Trotz des propagierten Sozialismus auf dem Lande war es den LPG-Mitgliedern erlaubt, einen halben Hektar Land privat zu bewirtschaften sowie Kleintiere zu halten. In den 80er-Jahren nutzten zwei Drittel der rund 800.000 LPG-Mitglieder die eigene Scholle als zusätzliche Einnahmequelle. Angesichts der notorischen Lebensmittelknappheit war die DDR auf die Produkte der Hauswirtschaften angewiesen. Von den Eiern und dem Obst, das in die Läden kam, stammte die Hälfte aus privater Erzeugung, vom Gemüse ein Drittel.

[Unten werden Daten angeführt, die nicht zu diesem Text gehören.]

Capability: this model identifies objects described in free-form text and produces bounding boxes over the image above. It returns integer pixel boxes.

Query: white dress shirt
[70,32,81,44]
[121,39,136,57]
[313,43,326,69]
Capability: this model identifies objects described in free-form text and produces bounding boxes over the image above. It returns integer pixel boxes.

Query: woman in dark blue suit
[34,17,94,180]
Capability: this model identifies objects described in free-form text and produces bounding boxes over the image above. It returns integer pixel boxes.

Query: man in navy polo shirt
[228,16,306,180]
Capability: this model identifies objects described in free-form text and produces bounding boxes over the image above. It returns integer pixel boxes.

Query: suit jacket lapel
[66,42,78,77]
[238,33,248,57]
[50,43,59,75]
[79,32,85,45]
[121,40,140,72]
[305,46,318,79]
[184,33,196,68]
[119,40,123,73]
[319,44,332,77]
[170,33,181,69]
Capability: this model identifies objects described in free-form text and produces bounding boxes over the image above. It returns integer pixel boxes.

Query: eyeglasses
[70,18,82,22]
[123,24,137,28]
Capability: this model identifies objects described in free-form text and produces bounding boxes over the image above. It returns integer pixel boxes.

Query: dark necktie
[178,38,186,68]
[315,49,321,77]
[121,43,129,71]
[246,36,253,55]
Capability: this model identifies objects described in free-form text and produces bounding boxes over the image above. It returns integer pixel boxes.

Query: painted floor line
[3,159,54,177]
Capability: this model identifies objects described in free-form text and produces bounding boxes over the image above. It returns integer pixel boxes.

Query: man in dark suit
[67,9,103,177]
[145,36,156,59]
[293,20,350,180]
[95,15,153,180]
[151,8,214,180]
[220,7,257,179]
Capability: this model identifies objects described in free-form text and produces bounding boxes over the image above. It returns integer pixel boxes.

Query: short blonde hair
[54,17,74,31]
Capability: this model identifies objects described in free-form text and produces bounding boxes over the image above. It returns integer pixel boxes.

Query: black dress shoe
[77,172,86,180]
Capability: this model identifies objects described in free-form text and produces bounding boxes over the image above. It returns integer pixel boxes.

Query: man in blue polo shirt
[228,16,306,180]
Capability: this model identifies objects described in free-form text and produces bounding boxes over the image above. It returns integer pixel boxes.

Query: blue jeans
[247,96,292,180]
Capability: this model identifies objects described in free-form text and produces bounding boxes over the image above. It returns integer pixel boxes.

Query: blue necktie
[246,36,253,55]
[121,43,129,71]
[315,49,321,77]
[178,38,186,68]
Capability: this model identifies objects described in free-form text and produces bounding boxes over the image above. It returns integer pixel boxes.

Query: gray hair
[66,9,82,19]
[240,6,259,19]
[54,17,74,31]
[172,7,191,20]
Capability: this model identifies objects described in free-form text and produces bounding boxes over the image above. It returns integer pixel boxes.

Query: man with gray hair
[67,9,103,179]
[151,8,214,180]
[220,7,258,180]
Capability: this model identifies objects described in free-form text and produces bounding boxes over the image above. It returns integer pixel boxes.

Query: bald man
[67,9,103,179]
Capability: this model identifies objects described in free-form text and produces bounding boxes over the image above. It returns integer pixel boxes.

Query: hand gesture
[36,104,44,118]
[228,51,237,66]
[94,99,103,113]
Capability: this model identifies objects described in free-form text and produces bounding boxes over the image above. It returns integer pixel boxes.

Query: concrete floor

"Kirschen ist so ein Beispiel, die wurden fast ausschließlich privat erzeugt, aber auch der Anteil an Eiern, trotz der großen Kombinate, die es da gab, ist sehr hoch gewesen, die aus Privatwirtschaft kamen. Kleinvieh, Kaninchen, Hühner, Enten, all das hat wesentlich dazu beigetragen, dass die Versorgung aufrecht erhalten werden konnte, und deswegen wurde es auch geduldet. Für ein besonders großes Kaninchen hat man in etwa 80 Mark bekommen, wenn man das an die staatlichen Aufkaufbetriebe verkaufte. Und wenn man es dann im Laden, im Konsum, wieder geschlachtet kaufte, ein solches Tier, dann kostete das keine 20 Mark. Und das zeigt natürlich, dass da eine gewisse Diskrepanz ist, die langfristig zu Problemen führen muss."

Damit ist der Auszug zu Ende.